Finding “Red Threads”

You don’t have to love every aspect of your job. In fact, Buckingham notes that workers’ engagement increases tenfold when they can devote just 20% of their time every day to tasks they enjoy. These tasks can energize you and help you power through the less desirable aspects of the position.

To find your “red threads,” Buckingham recommends that you jot down all the work-related activities you do over the course of a regular week, and then ask yourself the following three questions:

  1. What activities do I instinctively volunteer for?
  2. What activities make time vanish?
  3. What activities do I have rapid mastery of?

Answering these questions should hopefully lead you to three professional activities that you can write “love notes” for. For me, a love note would be “I love it when … I can create a new lesson/unit for students, preparing them to write a research essay.” This speaks to my passion for curriculum development within English for Academic Purposes (EAP) programs.

Exploiting “Red Threads”

Buckingham mentions that most people (i.e., over 70%) are in roles that could allow them to make modifications that would suit their passions, but that only one fifth of people take the necessary steps to make these modifications a reality.

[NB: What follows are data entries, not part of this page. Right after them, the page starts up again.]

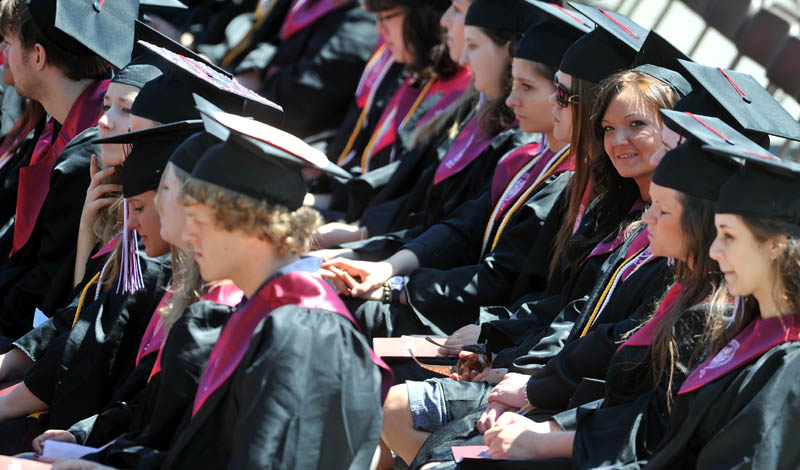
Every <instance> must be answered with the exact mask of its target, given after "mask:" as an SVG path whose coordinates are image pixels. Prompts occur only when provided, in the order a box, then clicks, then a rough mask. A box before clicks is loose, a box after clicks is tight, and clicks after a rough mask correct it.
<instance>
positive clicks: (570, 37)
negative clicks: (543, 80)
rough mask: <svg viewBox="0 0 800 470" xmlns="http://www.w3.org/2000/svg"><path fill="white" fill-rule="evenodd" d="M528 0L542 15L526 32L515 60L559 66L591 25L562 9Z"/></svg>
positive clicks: (573, 14) (521, 41)
mask: <svg viewBox="0 0 800 470" xmlns="http://www.w3.org/2000/svg"><path fill="white" fill-rule="evenodd" d="M529 1H530V3H531V4H532V5H533V6H535V7H537V8H538V9H540V10H541V11H542V12H543V13H544V14H543V15H541V16H542V18H541V20H539V21H538V22H537V23H536V24H534V25H533V26H531V27H530V28H529V29H528V31H526V32H525V35H524V36H523V37H522V40H521V41H520V42H519V44H518V45H517V50H516V51H514V57H518V58H520V59H526V60H530V61H533V62H539V63H542V64H547V65H551V66H553V67H558V66H559V65H560V64H561V59H562V58H563V57H564V53H565V52H566V51H567V49H569V46H571V45H572V43H574V42H575V41H577V40H578V38H580V37H581V36H583V35H584V34H586V33H588V32H589V31H591V30H592V28H594V23H592V22H591V21H589V20H588V19H586V18H584V17H583V16H582V15H580V14H578V13H575V12H571V11H569V10H567V9H565V8H563V7H561V6H558V5H555V4H552V3H545V2H539V1H536V0H529Z"/></svg>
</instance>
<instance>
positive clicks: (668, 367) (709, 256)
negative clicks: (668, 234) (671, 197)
mask: <svg viewBox="0 0 800 470" xmlns="http://www.w3.org/2000/svg"><path fill="white" fill-rule="evenodd" d="M679 194H680V196H679V201H680V203H681V206H682V209H683V210H682V213H681V219H680V223H681V229H682V230H683V235H684V241H685V246H686V250H687V253H686V257H687V261H688V263H687V262H684V261H676V266H675V282H676V283H678V284H680V286H681V290H680V293H679V294H678V298H677V299H676V300H675V305H673V307H672V308H671V309H670V311H669V312H668V313H667V314H666V315H665V316H664V318H663V319H662V320H661V321H660V322H659V323H658V326H657V327H656V329H655V333H654V334H653V340H652V341H651V343H650V350H649V354H648V356H649V357H648V358H647V359H645V360H648V359H649V360H650V363H651V364H652V367H651V368H650V371H651V377H652V384H653V386H656V385H657V384H658V383H659V382H660V381H661V379H662V378H663V377H665V376H666V377H667V379H668V380H667V407H669V406H670V404H671V396H672V382H673V378H674V376H675V372H676V369H679V370H680V371H681V372H682V373H684V374H686V373H687V372H688V371H689V370H690V368H691V367H692V366H693V365H696V364H697V362H698V360H699V358H700V357H702V355H703V351H702V347H701V346H702V341H701V340H700V338H698V341H697V345H698V346H699V347H696V348H695V350H694V352H693V353H692V354H691V356H690V360H689V362H688V363H686V364H683V363H681V362H680V361H679V360H678V359H679V349H678V348H679V346H678V344H679V341H678V340H679V338H677V337H676V335H677V334H679V332H678V331H676V324H677V322H678V321H679V320H680V319H681V317H682V316H684V315H696V314H697V312H695V311H693V310H694V308H695V307H697V306H698V305H700V304H703V303H705V307H710V310H709V309H708V308H705V309H704V311H705V312H707V313H703V312H700V315H702V321H703V322H704V323H705V325H707V326H704V327H703V330H706V329H708V327H710V326H712V325H713V326H714V327H715V326H716V325H717V324H718V323H719V322H720V319H721V318H722V315H720V314H719V313H720V312H719V309H722V310H724V309H725V307H726V306H727V304H728V302H727V300H728V299H727V296H725V295H722V294H724V287H721V286H722V283H723V276H722V273H720V270H719V265H717V263H716V261H714V260H713V259H711V257H710V256H709V254H708V251H709V248H711V244H712V243H713V242H714V238H715V237H716V229H715V227H714V203H713V202H711V201H707V200H704V199H699V198H696V197H692V196H689V195H687V194H684V193H679ZM712 298H713V299H714V301H713V302H710V303H709V302H708V301H709V300H710V299H712ZM662 301H663V299H662ZM660 303H661V302H659V304H660ZM651 318H652V317H651ZM643 324H644V323H643Z"/></svg>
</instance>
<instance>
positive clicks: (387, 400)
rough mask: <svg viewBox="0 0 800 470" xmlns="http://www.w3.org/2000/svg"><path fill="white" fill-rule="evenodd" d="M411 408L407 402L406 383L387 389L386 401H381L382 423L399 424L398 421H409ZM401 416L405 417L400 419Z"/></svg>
mask: <svg viewBox="0 0 800 470" xmlns="http://www.w3.org/2000/svg"><path fill="white" fill-rule="evenodd" d="M410 415H411V409H410V408H409V404H408V387H407V386H406V384H400V385H395V386H393V387H392V388H390V389H389V394H388V395H387V396H386V401H384V402H383V423H384V427H386V425H392V424H394V425H398V424H401V423H399V422H398V421H410ZM402 417H407V418H406V419H402Z"/></svg>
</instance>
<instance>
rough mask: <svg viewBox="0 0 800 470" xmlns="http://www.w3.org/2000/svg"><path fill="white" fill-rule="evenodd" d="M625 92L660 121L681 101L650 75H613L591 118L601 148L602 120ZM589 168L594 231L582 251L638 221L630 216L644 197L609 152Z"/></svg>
mask: <svg viewBox="0 0 800 470" xmlns="http://www.w3.org/2000/svg"><path fill="white" fill-rule="evenodd" d="M625 90H634V91H635V92H637V93H638V94H639V95H640V97H641V98H643V99H644V100H645V101H646V102H648V103H649V104H650V105H651V106H652V108H653V109H654V110H655V115H656V117H657V119H659V120H661V114H660V113H658V110H659V109H661V108H672V107H673V106H675V103H676V102H677V101H678V95H677V94H676V93H675V92H674V91H673V90H672V88H670V87H669V86H667V85H665V84H664V83H662V82H661V81H660V80H658V79H656V78H653V77H651V76H649V75H646V74H643V73H641V72H632V71H623V72H618V73H615V74H614V75H611V76H610V77H608V78H607V79H606V80H604V81H603V82H602V83H601V84H600V86H599V87H598V90H597V99H596V101H595V103H594V109H593V112H592V116H591V120H592V121H591V122H592V127H591V129H592V130H593V132H594V136H595V139H594V142H596V145H597V146H598V147H602V146H601V145H600V143H601V142H602V140H603V131H602V125H601V121H602V117H603V115H604V114H605V113H606V110H607V109H608V107H609V105H610V104H611V102H612V101H613V100H614V98H616V97H617V96H618V95H619V94H620V93H622V92H623V91H625ZM597 150H599V148H598V149H597ZM588 166H589V178H590V180H591V185H592V186H591V195H590V199H592V202H593V208H592V214H593V216H592V223H593V224H594V229H593V230H592V233H591V235H589V236H587V237H585V238H583V239H581V240H576V242H575V249H577V250H578V252H583V251H585V250H586V249H591V248H592V247H594V246H595V245H597V244H598V243H600V242H601V241H602V240H603V239H604V238H606V237H608V236H609V235H610V234H614V233H617V232H619V230H620V229H622V227H625V226H627V225H628V224H630V222H631V221H632V219H633V218H638V215H636V214H630V209H631V207H632V206H633V204H634V203H635V202H636V201H637V200H638V199H639V197H640V194H641V193H640V190H639V186H638V185H637V184H636V182H635V181H634V180H633V179H632V178H623V177H622V176H620V174H619V173H618V172H617V170H616V169H615V168H614V164H613V163H612V162H611V159H610V158H609V157H608V155H607V154H606V153H605V151H602V152H599V153H596V154H593V157H592V158H591V160H590V161H589V165H588ZM571 249H572V247H571Z"/></svg>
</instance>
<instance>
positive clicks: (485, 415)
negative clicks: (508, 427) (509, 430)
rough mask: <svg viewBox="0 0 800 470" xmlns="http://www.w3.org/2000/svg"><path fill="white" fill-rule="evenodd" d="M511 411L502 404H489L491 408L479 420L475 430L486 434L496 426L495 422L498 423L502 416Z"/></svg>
mask: <svg viewBox="0 0 800 470" xmlns="http://www.w3.org/2000/svg"><path fill="white" fill-rule="evenodd" d="M509 410H510V408H509V407H508V406H506V405H504V404H502V403H489V406H487V407H486V411H484V412H483V413H482V414H481V417H480V418H478V422H477V423H476V424H475V428H476V429H477V430H478V432H486V431H487V430H488V429H490V428H491V427H492V426H494V423H495V421H497V418H499V417H500V415H502V414H503V413H505V412H506V411H509Z"/></svg>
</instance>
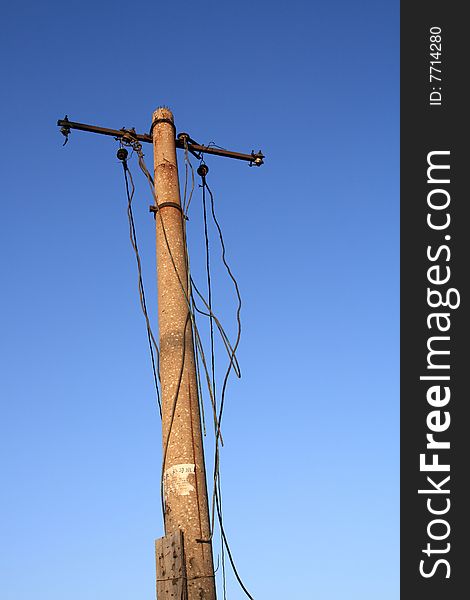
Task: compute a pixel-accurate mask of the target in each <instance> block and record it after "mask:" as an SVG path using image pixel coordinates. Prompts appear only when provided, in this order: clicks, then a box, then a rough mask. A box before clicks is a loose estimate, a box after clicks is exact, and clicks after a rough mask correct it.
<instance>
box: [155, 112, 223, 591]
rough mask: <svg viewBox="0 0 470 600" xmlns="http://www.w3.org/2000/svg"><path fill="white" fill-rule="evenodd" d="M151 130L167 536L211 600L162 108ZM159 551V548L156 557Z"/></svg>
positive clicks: (185, 270)
mask: <svg viewBox="0 0 470 600" xmlns="http://www.w3.org/2000/svg"><path fill="white" fill-rule="evenodd" d="M152 131H153V148H154V167H155V178H154V180H155V195H156V198H157V204H158V206H157V212H156V213H155V221H156V230H157V272H158V322H159V330H160V380H161V390H162V441H163V487H164V499H165V515H164V517H165V533H166V535H167V536H168V535H170V536H171V535H172V534H174V533H175V532H176V531H178V530H181V531H182V532H183V545H184V557H185V560H184V565H185V573H184V576H185V577H186V580H187V591H188V600H200V599H204V600H215V597H216V594H215V580H214V566H213V560H212V543H211V539H210V538H211V531H210V521H209V508H208V502H207V484H206V474H205V468H204V450H203V445H202V435H201V421H200V415H199V401H198V389H197V379H196V366H195V361H194V346H193V328H192V322H191V315H190V307H189V282H188V270H187V248H186V240H185V235H184V224H183V215H182V210H181V200H180V191H179V181H178V166H177V159H176V146H175V127H174V124H173V115H172V113H171V111H170V110H169V109H167V108H159V109H158V110H157V111H155V113H154V115H153V121H152ZM158 550H159V548H158V544H157V554H158ZM157 578H158V574H157ZM157 589H158V588H157ZM159 600H160V598H159Z"/></svg>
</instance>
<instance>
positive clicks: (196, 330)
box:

If you want to see changes to your role, you need to be proactive and speak up. You should discuss your “red threads” with your primary supervisor and find ways to make them useful to your organization. For instance, if you enjoy readying learners for the Canadian job market, you can pursue training in a connected area (e.g., CELPIP preparation instructor) and then offer to share your knowledge in a way that is advantageous for your company (e.g., offering CELPIP preparation workshops for students).

Professional Outcome

Once an employer sees the value you can offer in your “red thread” areas, it is common for them to find ways for you to do these activities more often. Fortunately, this is the experience I have had at many of the EAP programs I have worked for. However, if you are continually met with resistance from an employer when trying to pursue “red threads,” it could then be time to consider other courses of action such as launching a side hustle or finding another position.

Heather Donnelly has been a faculty member at Fanshawe College since 2015. She has also taught EAP/ESL courses for a number of colleges and universities in Ontario and Manitoba. She is very interested in the professional identity development of novice ESL instructors, and this topic was the focus of her 2015 MEd thesis "Becoming an ESL Teacher: An Autoethnography." She enjoys writing about ways to navigate the TESL job market.